At the same time, the proposal for a Religious Discrimination Act sees these enduring under­currents collide with a radical new stream of thought that attempts to colonise the notion of the “secular”. The Prime Minister has pitched the proposal squarely into that contest by claiming that “Australia is a secular democracy, but that does not mean that Australians are a godless people.” Correspondingly, Catholic Archbishop Anthony Fisher has argued that Australians used to be:

live and let live … our neighbours could have a different religion … But lately there has been a hard-edged secularism that wants to stamp out religion from public life. So that’s why I think there are calls today for religious discrimination legislation. 

As is the case with existing anti-discrimination laws, any religious discrimination law will operate as a shield against detrimental conduct and not a sword. In this way, by guaranteeing that our shared public life is not neutered of religious expression, a Religious Discrimination Act can be seen as a response to “hard-edged secularism”.

It is all too often overlooked that this reinvention of the “secular” actually elides the pre-existing classical conception that has, in one form of another, been with us for millennia. Classically imagined, the “secular” simply comprised all within this current temporal existence. For Augustine, this was the civitas terrena, as distinct from the civitas dei, the City of God. This classical notion of the “secular” had sufficient resources to contain both spiritual observance and non-spiritual practice within the public temporal domain. Broadly described, the Protestant Reformation continued this basic compact, albeit with Martin Luther’s theology of the “Two Kingdoms” introducing the two separate but parallel temporal spheres of church and culture. It is within that frame of reference that the Enlightenment notion of a “separation of church and state” was formed.
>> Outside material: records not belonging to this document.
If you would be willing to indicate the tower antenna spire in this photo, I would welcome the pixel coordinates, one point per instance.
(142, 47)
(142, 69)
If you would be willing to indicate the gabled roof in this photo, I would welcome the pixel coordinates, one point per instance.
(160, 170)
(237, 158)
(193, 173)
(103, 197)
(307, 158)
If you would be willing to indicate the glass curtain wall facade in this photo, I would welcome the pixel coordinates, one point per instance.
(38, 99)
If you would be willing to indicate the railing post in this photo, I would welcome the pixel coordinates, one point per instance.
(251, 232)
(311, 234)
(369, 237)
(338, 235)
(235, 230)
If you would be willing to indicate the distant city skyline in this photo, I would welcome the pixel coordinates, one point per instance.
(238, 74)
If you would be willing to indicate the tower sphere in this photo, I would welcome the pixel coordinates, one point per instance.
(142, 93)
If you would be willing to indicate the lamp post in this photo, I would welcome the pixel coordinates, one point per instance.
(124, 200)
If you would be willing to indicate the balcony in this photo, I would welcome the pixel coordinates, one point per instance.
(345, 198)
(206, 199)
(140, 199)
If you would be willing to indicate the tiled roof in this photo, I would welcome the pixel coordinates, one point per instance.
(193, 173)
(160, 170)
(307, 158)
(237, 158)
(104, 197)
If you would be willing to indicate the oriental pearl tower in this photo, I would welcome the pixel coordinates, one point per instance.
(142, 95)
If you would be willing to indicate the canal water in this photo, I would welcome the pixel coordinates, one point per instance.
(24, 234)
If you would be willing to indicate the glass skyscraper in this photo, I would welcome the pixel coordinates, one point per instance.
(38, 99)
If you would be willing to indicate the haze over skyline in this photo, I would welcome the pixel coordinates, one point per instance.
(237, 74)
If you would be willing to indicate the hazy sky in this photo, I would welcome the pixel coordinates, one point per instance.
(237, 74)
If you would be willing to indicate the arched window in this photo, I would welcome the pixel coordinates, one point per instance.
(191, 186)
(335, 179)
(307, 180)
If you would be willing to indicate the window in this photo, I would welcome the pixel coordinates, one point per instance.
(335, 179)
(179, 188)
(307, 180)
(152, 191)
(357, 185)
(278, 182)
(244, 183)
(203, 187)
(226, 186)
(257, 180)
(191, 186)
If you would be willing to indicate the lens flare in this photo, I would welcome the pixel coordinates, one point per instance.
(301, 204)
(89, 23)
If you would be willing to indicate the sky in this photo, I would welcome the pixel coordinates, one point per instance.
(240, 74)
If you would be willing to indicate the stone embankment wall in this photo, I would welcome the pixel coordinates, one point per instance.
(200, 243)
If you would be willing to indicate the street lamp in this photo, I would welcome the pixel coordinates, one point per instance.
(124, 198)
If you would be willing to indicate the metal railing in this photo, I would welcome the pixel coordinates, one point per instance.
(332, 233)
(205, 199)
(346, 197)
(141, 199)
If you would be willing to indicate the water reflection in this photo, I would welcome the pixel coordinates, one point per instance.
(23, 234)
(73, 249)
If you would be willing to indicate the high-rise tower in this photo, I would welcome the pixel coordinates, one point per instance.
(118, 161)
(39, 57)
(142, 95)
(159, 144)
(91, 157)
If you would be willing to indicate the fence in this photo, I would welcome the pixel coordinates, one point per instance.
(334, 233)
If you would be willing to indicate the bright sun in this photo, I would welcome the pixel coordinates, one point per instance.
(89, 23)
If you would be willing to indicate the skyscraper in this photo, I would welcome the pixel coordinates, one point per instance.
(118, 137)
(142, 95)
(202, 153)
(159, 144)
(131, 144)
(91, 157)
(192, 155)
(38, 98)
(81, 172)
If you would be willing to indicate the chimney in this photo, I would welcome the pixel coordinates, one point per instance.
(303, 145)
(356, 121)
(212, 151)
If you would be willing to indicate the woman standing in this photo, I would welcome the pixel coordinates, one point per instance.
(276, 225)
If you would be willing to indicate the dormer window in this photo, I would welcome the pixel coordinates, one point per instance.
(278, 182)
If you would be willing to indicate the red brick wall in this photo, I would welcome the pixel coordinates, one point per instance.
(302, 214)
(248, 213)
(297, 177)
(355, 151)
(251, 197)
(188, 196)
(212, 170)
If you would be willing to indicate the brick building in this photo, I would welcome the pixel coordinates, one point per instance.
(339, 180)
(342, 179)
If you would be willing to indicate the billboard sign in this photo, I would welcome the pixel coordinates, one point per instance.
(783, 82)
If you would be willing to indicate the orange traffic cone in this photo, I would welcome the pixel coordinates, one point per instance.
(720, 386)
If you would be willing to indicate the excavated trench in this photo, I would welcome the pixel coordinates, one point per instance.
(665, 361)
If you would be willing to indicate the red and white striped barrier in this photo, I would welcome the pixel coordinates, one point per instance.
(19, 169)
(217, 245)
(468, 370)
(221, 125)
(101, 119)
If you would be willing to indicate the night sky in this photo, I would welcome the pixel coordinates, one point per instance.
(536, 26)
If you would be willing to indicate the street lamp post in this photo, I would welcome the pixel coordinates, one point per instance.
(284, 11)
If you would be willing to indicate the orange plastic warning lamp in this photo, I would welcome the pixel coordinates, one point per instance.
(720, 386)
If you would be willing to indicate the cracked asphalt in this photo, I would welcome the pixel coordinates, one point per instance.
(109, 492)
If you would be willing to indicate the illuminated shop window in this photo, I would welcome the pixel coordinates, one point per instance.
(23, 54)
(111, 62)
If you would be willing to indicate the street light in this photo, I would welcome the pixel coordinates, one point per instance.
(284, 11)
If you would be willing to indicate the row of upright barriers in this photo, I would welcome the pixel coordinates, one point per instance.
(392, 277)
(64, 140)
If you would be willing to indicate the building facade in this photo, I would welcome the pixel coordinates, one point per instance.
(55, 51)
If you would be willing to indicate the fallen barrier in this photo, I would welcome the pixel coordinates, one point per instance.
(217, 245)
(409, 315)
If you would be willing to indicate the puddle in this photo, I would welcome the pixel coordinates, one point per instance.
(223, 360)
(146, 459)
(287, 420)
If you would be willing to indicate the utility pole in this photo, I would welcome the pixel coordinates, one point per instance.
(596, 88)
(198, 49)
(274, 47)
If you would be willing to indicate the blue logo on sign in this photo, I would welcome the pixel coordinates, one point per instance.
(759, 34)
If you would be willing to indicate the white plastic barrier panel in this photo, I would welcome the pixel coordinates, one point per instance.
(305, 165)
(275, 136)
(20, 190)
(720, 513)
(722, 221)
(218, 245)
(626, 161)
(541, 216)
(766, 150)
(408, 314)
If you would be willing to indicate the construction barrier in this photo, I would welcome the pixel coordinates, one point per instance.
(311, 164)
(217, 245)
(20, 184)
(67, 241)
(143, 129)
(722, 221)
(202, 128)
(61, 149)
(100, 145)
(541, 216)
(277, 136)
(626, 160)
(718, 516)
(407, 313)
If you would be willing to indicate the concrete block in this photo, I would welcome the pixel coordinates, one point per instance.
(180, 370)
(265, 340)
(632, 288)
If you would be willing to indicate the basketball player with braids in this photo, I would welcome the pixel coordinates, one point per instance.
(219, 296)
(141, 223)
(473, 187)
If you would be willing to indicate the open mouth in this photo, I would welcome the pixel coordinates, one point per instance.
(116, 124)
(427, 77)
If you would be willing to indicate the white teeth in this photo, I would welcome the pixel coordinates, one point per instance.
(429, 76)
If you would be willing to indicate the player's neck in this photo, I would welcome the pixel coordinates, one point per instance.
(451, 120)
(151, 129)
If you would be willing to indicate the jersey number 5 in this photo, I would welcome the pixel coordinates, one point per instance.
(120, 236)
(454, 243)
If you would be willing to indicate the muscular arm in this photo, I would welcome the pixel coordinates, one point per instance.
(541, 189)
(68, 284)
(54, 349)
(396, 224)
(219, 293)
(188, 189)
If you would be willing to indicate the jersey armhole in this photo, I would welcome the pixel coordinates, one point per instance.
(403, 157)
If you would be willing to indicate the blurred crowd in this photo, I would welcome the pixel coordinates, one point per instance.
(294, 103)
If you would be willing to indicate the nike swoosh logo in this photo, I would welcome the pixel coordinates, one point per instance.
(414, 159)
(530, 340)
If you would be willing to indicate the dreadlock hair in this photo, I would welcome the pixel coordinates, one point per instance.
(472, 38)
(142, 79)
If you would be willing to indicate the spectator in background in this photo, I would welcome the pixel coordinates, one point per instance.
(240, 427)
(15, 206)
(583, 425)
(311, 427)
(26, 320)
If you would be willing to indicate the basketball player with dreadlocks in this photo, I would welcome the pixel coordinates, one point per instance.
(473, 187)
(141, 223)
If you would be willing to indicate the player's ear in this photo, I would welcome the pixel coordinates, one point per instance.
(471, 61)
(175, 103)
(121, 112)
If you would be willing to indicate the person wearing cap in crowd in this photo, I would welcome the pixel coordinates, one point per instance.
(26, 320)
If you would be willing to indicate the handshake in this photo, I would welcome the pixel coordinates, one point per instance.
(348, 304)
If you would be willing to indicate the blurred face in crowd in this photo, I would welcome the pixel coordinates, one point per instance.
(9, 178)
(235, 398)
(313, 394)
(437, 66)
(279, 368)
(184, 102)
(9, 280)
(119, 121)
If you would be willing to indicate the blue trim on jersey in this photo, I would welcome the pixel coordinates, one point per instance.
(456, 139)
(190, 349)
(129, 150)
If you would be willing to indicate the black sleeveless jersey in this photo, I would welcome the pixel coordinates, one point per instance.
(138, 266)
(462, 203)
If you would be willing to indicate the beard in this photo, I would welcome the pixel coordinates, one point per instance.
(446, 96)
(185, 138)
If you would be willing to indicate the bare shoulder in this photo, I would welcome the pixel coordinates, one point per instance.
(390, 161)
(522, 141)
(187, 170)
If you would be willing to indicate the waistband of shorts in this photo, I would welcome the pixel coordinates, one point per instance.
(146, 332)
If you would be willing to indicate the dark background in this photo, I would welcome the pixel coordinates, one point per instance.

In essence, that notion held that the state should withdraw from compelling acceptable forms of religious worship, while simultaneously providing a neutral and liberal space for plural religious expression.

The recent re-conception of the “secular” idea instead presents the entirely novel notion that spiritual expression should be removed from public life. This new movement, perhaps best summarised by the New Atheists, appropriates the classical notion of the “secular” and voids it of its vivid content on the doubtful premise of completing an always envisaged, but not fully realised, Enlightenment vision of a society based purely on reason and science. However, as US Supreme Court Justice Potter Stewart saw, attempts to neuter religious expression in the public domain do not give effect to “true neutrality with respect to religion, but … the establishment of a religion of secularism”.

Consistent with the classical and Enlightenment notion of the “secular”, a truly neutral, democratic and pluralistic society will seek to most accurately reflect both the religious and non-religious sentiments in its underlying polity by allowing freedom of conscience in not just belief, but also public action. As the Ruddock panel recognised, “religious freedom is precious … it needs to be actively preserved”. As Tocqueville saw, this cannot occur without the associational Few advocating for the diverse Many against a tyrannical One.

Mark Fowler is an Adjunct Associate Professor at the University of Notre Dame in Sydney and a practising lawyer.

 

One thought on “Getting the Balance Right for Religious Freedom

  • whitelaughter says:

    Any ‘tolerance’ of religious freedoms will only be a limited protection available to those religions that are careful to rely on strength of numbers to rebel the attacks of the trendy set.

    Should sanity ever return to OZ, it will be necesary to acknowledge religious freedoms as belonging to all of us, including those who consider themselves completely irreligious – constitutionally, no office can have a religious requirement, so restricting any right to those of any religious group undermines that, in spirit at least.
    Certainly the simplest way to get rid of compulsory voting would be to acknowledge that the religious exception from voting should not require belonging to a religious group.